Et d’ajouter: « Je ne veux blesser personne dans cette Assemblée, mais je dirai qu’il est le seul, des généraux qui ont lutté pour la France, le seul qui n’ait pas été vaincu. »

Son discours provoqua un véritable tollé. Garibaldi fut accusé par les députés monarchistes de ne pas avoir combattu et le président de l’Assemblée remit à l’ordre Hugo en déclarant qu’un « français ne peut pas entendre des paroles semblables à celles qui viennent d’être prononcées. » Ne pouvant se faire entendre et pour protester contre l’invalidation de l’élection de Garibaldi, Hugo démissionna de son poste de député.

Je n’ai pas réussi à savoir dans quelle mesure Garibaldi garda des liens avec Nice après cet épisode.
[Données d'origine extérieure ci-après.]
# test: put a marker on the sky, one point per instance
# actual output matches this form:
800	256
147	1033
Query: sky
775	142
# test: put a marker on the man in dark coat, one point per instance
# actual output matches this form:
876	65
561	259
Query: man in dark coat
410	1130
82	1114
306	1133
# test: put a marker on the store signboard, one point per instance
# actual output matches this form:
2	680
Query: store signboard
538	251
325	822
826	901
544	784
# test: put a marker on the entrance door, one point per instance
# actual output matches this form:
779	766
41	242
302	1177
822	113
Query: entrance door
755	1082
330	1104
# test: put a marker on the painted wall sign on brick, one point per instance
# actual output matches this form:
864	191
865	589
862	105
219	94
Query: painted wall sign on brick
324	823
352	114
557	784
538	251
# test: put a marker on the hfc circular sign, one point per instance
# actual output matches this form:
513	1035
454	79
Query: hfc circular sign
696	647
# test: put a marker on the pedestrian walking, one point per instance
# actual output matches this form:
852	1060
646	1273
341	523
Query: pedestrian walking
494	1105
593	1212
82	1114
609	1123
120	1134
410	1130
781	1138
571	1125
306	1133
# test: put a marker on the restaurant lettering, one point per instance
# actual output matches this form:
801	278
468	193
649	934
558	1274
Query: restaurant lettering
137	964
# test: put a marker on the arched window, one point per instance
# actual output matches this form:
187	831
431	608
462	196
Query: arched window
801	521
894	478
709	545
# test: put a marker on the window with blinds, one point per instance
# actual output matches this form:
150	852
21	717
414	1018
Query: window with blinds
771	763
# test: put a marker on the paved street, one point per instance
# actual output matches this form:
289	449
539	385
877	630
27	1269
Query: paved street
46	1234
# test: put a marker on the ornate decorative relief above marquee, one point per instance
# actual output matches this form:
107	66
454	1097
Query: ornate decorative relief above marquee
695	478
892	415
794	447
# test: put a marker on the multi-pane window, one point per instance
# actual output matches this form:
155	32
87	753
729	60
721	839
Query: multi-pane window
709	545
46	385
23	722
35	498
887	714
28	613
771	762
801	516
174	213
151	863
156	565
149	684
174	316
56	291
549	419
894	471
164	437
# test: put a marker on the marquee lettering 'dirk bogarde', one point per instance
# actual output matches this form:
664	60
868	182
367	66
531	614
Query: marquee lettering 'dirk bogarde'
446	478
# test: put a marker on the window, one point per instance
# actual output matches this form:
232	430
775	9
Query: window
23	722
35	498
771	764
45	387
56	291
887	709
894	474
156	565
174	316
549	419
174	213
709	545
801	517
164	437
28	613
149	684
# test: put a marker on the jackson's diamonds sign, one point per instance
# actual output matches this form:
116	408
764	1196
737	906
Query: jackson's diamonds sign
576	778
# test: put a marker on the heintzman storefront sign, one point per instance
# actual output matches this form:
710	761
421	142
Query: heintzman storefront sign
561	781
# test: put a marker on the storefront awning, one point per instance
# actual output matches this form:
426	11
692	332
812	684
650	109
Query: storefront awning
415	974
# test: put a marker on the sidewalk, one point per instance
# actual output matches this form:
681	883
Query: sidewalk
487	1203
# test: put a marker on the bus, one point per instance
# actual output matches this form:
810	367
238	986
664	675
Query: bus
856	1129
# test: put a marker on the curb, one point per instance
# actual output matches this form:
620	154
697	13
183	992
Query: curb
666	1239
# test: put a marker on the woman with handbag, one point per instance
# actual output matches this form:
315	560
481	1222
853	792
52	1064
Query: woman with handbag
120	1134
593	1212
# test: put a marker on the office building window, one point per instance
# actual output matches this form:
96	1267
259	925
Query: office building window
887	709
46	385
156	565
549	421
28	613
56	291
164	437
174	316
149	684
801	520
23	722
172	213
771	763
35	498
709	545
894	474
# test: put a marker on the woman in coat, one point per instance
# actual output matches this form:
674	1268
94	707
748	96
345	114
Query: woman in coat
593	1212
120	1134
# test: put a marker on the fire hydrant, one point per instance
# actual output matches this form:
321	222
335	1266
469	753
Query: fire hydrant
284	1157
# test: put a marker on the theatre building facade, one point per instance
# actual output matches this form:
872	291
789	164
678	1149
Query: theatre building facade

Il se retira à Caprera où il mourut le 2 juin 1882.

La ville de Nice honora son héros en lui dédiant, près du port Lympia, une place au milieu de laquelle les sculpteurs Antoine Etex et Gustave Deloye construisirent un impressionnant monument décoré de différentes allégories représentant les événements, français et italiens, de la vie de Garibaldi.